Divesting is amongst the most difficult business decisions when operating a multi-divisions company.  However, there are benefits to divesting such as protecting against bankruptcy, hedging against profit losses, and preventing political and legal issues. Subsequently, divestiture leads to a company's financial stability and growth.  Below are some reasons why companies chose to divest rather than trying to push through and possibly fail.

  • Obtain capital in order to scale the primary business unit. This reason prevents from an overall liquidation or bankruptcy. Rather than pouring capital into underperforming units, selling these units enables a company to reinvest in its core division.

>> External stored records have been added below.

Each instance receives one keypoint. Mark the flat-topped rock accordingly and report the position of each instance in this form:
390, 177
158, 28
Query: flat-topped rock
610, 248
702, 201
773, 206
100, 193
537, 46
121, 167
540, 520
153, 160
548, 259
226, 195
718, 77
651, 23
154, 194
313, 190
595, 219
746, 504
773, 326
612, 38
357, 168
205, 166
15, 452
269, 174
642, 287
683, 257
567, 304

  • Concentrate on core business areas. Overtime, some companies acquire smaller businesses that have no association with any of their core divisions. This disconnect hurts the bottom line, therefore carving out unrelated business units would recoup the loss of profit.
  •  Occasionally, companies are forced into divestiture due to legal and governmental interference. Government agencies have the ability to halt mergers but also force companies to release non-core assets in order to prevent potential monopolies.
  • Pursue of better opportunities. Divestiture permits a company to gain financial resources needed for compelling investment opportunities – strengthening core business areas and higher ROI.

In conclusion, a divestiture is a reduction of assets or business units through sale or liquidation for financial, political, strategic, and synergic reasons. Divesting business units matters because it helps a company reduce debt, enhance shareholder value, regain profit, and reorganize a company back to focusing on its strength.